I have read some resources concerning various devices needing “power inline 2-event” configured on ports that they are connected to and I am trying to understand the reasoning.

In my case I was having trouble with an Algo 8420 dual sided network clock not powering on when connected to a 9300-48U.  The switch has two 1100W power supplies which I see is required for UPOE+.  I get the same errors that others have seen in similar situations:

EST: %ILPOWER-3-CONTROLLER_PORT_ERR: Controller port error, Interface Gi3/0/4: Power given, but Power Controller does not report Power Good

Controller port error, Interface Gi3/0/4: Power Controller reports power Imax error detected

The 9300-48U in question is running IOS 17.03.04.

I can plug this same Algo clock into a generic unmanaged POE switch and a Meraki MS220 and it powers up and connects without issue.  When I configure “power inline 2-event” on the 9300-48U, the Algo 8420 does work.

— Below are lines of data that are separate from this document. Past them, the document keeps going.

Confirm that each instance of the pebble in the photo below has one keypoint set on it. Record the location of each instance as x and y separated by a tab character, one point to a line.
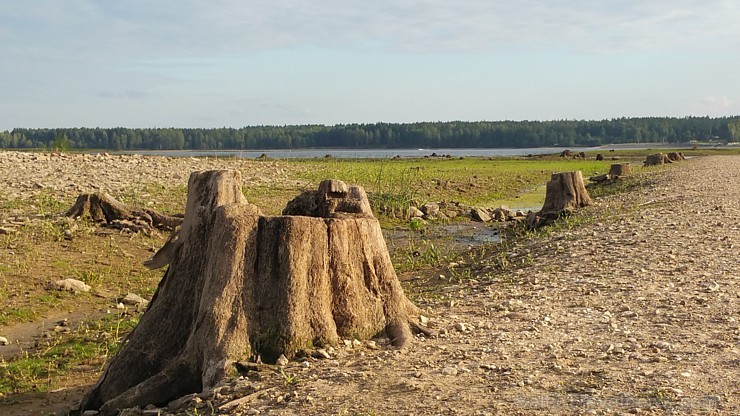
134	300
321	353
449	371
71	285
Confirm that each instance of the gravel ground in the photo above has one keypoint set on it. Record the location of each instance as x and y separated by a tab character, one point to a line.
635	313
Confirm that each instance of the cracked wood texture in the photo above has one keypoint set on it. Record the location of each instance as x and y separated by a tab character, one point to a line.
240	284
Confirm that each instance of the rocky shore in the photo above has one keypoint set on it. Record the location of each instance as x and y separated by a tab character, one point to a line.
634	313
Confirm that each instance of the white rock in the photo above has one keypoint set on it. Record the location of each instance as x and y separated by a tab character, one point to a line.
134	299
71	285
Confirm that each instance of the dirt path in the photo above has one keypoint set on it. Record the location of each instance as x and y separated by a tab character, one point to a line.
636	313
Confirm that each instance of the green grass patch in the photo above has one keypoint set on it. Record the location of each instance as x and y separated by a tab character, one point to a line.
90	344
395	184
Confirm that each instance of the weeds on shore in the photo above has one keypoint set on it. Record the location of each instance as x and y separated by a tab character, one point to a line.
88	346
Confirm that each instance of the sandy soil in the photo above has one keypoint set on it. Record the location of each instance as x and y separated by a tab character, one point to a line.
635	313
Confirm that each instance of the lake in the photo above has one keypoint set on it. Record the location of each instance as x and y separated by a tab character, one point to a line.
357	153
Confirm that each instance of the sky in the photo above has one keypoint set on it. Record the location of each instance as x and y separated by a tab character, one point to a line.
235	63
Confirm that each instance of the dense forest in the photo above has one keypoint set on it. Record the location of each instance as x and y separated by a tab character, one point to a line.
456	134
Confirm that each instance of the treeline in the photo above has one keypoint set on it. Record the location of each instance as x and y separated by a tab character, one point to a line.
456	134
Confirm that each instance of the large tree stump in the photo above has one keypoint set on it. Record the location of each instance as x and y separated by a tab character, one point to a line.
103	208
564	193
240	285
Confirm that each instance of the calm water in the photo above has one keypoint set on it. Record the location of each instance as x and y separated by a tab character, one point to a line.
358	153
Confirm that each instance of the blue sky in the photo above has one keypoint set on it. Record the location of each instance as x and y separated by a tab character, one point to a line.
186	63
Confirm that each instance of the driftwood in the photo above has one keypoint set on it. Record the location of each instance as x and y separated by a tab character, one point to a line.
616	172
103	208
242	285
565	192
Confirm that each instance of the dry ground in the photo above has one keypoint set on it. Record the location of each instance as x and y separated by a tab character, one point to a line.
635	313
632	310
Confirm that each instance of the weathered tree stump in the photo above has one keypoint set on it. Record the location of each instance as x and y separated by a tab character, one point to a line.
656	159
620	169
241	284
564	193
103	208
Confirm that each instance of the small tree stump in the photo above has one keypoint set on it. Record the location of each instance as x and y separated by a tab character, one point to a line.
656	159
620	169
565	192
103	208
241	284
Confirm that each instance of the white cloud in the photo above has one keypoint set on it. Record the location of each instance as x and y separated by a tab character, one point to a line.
148	29
714	105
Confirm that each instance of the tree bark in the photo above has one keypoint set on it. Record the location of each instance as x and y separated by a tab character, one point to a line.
103	208
564	193
241	284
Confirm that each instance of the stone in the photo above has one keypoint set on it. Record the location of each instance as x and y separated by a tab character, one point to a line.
321	353
134	300
282	361
430	209
7	231
414	212
500	215
71	285
480	214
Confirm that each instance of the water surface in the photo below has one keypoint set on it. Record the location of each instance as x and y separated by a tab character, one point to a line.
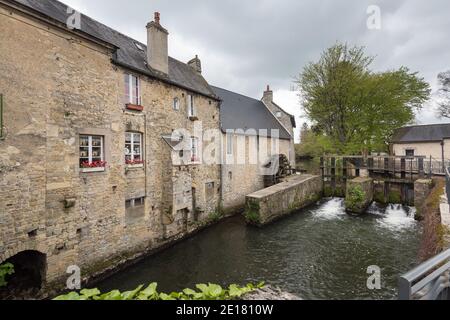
318	253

My questions are these.  Are devices that are not LLDP capable the only devices that require this command to use 802.3bt?  If this Algo does not use LLDP to negotiate POE, why would the generic switch and/or Meraki MS220 work?  Basically, does this command only need to be applied on ports where PD devices that don’t use LLDP exist?

3 Replies 3

Torbjørn
Spotlight
Spotlight

PoE negotiation is either hardware based or hardware + software based. When a link is brought up between a Power Sourcing Equipment(PSE) and a Powered Device(PD) the PSE will send a voltage pulse to the PD and read the current that is drawn. This current will correspond to 1 of 5 classes(0-4). If it reads as class 4 the PSE will either supply a class 3 power and perform a second hardware classification(2-event classification) or it will perform software based classification(LLDP/CDP).

This is where "power inline 2-event" becomes relevant. Per 802.1at a PSE should support 2-event hardware negotiation _or_ software based negotiation while the PD should support both. When you enable "power inline 2-event" the switch will use the hardware based negotiation while the default is software based on catalyst switches.

power inline 2-event should hence only be applied on ports where devices that only supports hardware based/2-event negotiation are connected. I am not too familiar with Meraki switches, but I would assume that they either default to hardware based negotiation or detect failed negotiations and change the mode?

Happy to help! Please mark as helpful/solution if applicable.
Get in touch: https://torbjorn.dev

Leo Laohoo
Hall of Fame
Hall of Fame

@Badger-Fi wrote:
I can plug this same Algo clock into a generic unmanaged POE switch and a Meraki MS220 and it powers up and connects without issue.  When I configure “power inline 2-event” on the 9300-48U, the Algo 8420 does work.

This is a known issue/feature with switches that run IOS-XE.  

Cisco has made a mess with how PD that do not talk either CDP or LLDP gets power.  If the PD is plugged into a classic IOS, the PD will power up.  If the same PD is plugged into a switch that runs on IOS-XE, it is a coin-toss and may/may not work depending on the firmware version, uptime of the switch (not stack), the phase of the moon in correlation to the winning lotto ticket number.  

Badger-Fi
Level 1
Level 1

Thank you for the information.  I guess I am ok with making a non-standard configuration as long as there is good explanation.

Now that I have 2-event negotiation configured on the port and the device powers up, the issue is there is no data connection.  The link light doesn't come on.  If I run a TDR it shows pairs C and D as short.  If I plug the 8420 back into my Meraki switch, it still works perfectly.  I am assuming there is additional configuration that needs to take place.